In Ireland we have a plethora of ghost stories and folklore surrounding all things beyond your wildest dreams or is that nightmares? With Halloween fast approaching there is no better time to be sharing some ghost stories from Ireland.
What is an Irish Ghost?
What is the first thing that pops into your head when you hear the word ghost? I can bet the majority of us think of white sheeted beings that jump out of dark spaces and shout “Boo!”. Or maybe the bogey man that hides in the cupboard or under our childhood beds waiting to haunt our dreams.
In fact the word ‘ghost’ has been used to describe any type of paranormal phenomena that cannot be explained.

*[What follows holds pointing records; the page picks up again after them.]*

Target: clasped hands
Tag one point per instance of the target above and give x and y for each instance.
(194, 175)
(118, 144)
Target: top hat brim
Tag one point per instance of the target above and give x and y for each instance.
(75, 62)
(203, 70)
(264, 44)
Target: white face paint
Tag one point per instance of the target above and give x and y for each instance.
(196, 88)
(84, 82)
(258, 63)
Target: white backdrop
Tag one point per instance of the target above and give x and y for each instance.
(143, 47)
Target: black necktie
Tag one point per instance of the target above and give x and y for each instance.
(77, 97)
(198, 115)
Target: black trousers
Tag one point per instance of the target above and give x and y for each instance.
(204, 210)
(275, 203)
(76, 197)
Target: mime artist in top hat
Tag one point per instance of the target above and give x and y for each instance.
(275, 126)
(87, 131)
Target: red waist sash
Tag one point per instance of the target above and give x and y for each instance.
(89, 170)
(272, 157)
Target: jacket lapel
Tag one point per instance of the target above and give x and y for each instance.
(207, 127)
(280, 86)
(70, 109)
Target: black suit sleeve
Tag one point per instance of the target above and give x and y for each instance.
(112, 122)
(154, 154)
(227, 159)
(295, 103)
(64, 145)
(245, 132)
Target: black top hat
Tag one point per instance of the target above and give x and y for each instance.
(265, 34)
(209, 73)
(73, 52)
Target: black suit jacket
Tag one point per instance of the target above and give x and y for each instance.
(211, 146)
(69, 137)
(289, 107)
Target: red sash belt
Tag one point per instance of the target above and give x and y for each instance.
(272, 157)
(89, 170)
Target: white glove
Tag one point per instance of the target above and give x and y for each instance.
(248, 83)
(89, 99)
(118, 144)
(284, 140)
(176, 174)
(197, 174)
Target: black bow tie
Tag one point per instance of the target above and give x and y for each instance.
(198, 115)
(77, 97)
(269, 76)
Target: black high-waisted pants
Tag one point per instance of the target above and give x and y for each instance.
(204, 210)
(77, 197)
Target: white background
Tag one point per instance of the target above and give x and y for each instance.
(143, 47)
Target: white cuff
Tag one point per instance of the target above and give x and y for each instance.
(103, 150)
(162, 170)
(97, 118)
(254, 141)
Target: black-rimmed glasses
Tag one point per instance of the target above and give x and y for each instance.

However unexplainable, in Ireland these ghosts do fall into certain categories and although they do sometimes overlap for the sake of this section of the website they are:
Doubles: Doubles are when different people see the same person in different places at the same time.
Doppelgangers: Doppelganger has found a new life (excuse the pun) in modern language to mean someone that looks identical to someone else but a Doppelganger is actually when a person is seen usually doing the same thing but in two different places.
Vardogers: Vardogers are spirits that precede the witness. So when the person in question arrives at place he/she has never been people whom he/she has never met recognise him/her, kind of like déjà vous in reverse.
This is literally when a person seems to have been transported to another time.
Presences are probably one of the most common ‘ghosts’ they are when the observer gets a strange feeling from a place or item.
Poltergeists are ‘ghosts’ that disturb objects and this can be either mischievous or malicious and this usually centres around one particular living being sometimes said to be young teenage girls.
These ‘ghosts’ usually appear with a message to the living or respond to them somehow.
Replays are images that appear doing the exact same thing at the exact same time at the exact same place.
Sometimes seen in Ireland the Banshee is an old lady or as a beautiful maiden she is always crying and is said to be the harbinger of death usually follows families with an O’ or Mc in the surname.
This is just a brief description of the terms that will be used in this section. If you are from any of the areas mentioned and know anybody who has encountered any of the ghosts or can throw any light on any of the stories included please we’d love to hear from you!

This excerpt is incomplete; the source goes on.